To cover the instrumental part quickly, the band keeps the same beat throughout the song. Of course, to avoid repetition, there is some variation as certain instruments overpower the others like the bass guitar during the first verse or the electric guitar during the second one.
But before I get into the lyrics, I want to mention the structure, because frankly, I can’t seem to find a chorus; it looks like six verses.
Six is symbolic in many ways, particularly biblically, since we (humans) were created on the sixth day. But before too many theories are thrown around, let’s get into the lyrics and see if we can conclude why there are six verses from there.
First thing’s first: the title. “Hear Them Coming” is sung one time in the second verse. There are two notable deviations – “feel them coming” in the third verse, and “hearing the call” in the fourth and sixth. Nonetheless, this begs the question:
Who are the them that our singer is referring to?
Let’s look at verses 2 and 3:
Hear them coming, climbing up the stairs.
My mind’s a liar trying to keep me here.
See the rival hoping to keep me tied.
Now I’m older, now I see the sides.
Feel them coming, creeping up the door.
Yeah, I’m lonely, yeah, I’m in for more,
a different touch, something to keep me calm
when it’s going, when it’s on.
You’d like to think he’s talking about a breakup that happened quite some time ago. The fact that he’s lonely and looking for a different touch indicate this. Furthermore, his lying mind could be that irrational sense of hope that many of us, as humans, have. Like when we’re on a 15 game losing streak and when we get ready for the 16th one, we reason that “oh, I have to win now since I already lost 15,” when really there’s nothing to prove that to be true. That being said, his brain is likely nudging him into a false sense of being able to reclaim the relationship that was lost, and he doesn’t take kindly to that, as he then addresses his mind as “the rival” in the very next sentence.
But who’s “climbing up the stairs,” and “creeping up the door?”
This is all an elaborate metaphor for the stairs/door to his mind, and the “them” are simply feelings and emotions. What kind of emotions they are, I can’t tell, but they’ve definitely found their way into his head.
With all this in mind, it’s pretty convincing that this entire song is an internal conflict, but to clarify the aforementioned point, let’s look at the last verse:
Hearing the call, and I see what it’s done.
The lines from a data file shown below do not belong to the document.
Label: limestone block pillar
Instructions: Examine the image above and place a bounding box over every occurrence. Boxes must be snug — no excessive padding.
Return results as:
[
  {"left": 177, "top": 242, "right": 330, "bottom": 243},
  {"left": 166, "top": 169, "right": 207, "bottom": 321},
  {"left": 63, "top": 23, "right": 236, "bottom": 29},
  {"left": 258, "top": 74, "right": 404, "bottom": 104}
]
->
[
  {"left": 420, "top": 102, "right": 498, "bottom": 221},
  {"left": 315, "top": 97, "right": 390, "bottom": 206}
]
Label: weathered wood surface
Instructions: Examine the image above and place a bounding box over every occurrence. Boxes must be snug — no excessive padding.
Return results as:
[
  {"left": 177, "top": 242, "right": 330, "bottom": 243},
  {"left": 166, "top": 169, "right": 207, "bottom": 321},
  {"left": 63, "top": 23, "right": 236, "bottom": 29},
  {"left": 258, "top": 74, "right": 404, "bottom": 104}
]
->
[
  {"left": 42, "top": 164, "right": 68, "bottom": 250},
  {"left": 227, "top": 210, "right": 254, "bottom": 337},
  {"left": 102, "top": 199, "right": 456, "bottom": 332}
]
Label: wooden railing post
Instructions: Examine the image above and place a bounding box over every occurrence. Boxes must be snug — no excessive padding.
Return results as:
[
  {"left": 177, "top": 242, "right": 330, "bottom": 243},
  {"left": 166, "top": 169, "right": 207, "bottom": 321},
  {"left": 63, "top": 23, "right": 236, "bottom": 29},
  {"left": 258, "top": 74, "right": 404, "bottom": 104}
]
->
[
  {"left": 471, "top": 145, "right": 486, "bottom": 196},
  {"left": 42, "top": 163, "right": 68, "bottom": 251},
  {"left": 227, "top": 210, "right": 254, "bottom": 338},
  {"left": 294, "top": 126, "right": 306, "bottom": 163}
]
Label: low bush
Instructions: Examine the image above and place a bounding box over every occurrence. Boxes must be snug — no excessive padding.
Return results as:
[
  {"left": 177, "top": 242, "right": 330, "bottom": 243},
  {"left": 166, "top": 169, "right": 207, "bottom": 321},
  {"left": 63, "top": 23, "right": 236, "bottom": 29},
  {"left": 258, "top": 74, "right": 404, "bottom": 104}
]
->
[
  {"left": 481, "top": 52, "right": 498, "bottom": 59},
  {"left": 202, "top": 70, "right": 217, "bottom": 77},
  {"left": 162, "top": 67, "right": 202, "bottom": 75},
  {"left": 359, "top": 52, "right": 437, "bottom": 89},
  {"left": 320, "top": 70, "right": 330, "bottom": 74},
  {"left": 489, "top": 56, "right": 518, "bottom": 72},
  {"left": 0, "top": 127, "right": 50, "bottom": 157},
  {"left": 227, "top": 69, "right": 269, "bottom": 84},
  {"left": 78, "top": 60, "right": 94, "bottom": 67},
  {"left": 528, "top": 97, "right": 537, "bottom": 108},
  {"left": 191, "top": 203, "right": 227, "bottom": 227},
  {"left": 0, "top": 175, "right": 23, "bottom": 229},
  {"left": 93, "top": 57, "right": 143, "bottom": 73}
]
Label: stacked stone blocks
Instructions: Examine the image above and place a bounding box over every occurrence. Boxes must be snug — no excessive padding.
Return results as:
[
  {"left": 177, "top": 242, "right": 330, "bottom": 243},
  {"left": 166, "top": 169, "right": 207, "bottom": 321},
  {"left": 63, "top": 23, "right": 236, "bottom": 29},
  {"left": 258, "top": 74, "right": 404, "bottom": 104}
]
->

I’m feeling the stars and the fright,
five in the morning when I know what it does,
I see that it slows me down.
At this point, the band has picked up to be as loud as they can be, which indicates that this “call” coming from “them” is about to be resolved. The most important part of this stanza is the singer’s realization that his emotions (since we agreed that that’s what the “them” is) are only slowing him down since they only cause him to feel “the stars and the fright.” With this epiphany, we now know that these emotions that are created by his mind ‒ or “rival” ‒ are the bad guys in this conflict, and by the song’s end, he has conquered them.
Alas, I still have no idea why there are six verses. I’ll leave that to you to figure out.